The stay-at-home orders that swept the country in March and effectively forced the closure of the country’s restaurant industry have translated to economic disaster, not only for restaurants, but for many of the farmers that supply them. Zaid Kurdieh, an owner of Norwich Meadows Farm in Chenango County, New York, lost 60 percent of his business when the restaurants that he supplied abruptly shuttered. Overnight, he was forced to shift his focus from stocking high-end restaurant kitchens to contemplating a completely new business model. "Normally, I’m looking further down the road, but something can change 15 minutes from now that pushes the farm in a different direction," says Kurdieh. "There is zero compass to rely on."
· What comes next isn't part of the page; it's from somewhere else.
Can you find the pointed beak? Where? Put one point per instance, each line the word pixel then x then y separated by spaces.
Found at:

Like scores of farmers facing similarly confounding circumstances, Kurdieh is forging new ways to connect to consumers, and fast. He is ramping up sales for his CSA, which stands for Community Supported Agriculture, a system in which customers buy shares in a farm and reap the dividends in the form of weekly hauls of produce. In previous years, Kurdieh's CSA memberships were in decline. Now he’s teamed up with Our Harvest, an online platform that connects farms to consumers, and has been delivering boxes of produce to homes and pickup locations in greater New York since late March. 

Efforts like this are underway around the country. New York City Greenmarkets are collaborating with the app company Fellow Farmer to facilitate pre-paid orders and local deliveries. Chicago’s Green City Market developed an app that offers contactless delivery from 15 farmers and counting. Lancaster Farm Fresh Coop in Lancaster, Pennsylvania, has partnered with home delivery services in New York City, in addition to their own CSA. At The Market at Pepper Place in Birmingham, a new "contactless drive-thru" market recently launched—and Market Director Leigh Sloss-Corra is sharing learnings on the model with Farmers Market Coalition members across the country. In California, at the Santa Cruz Community Farmers' Market, Dirty Girl Produce started a CSA that allows customers to order online for pickup or home delivery. Other vendors, says Nesh Dhillon, Executive Director of Santa Cruz Community Farmers’ Markets, are following suit.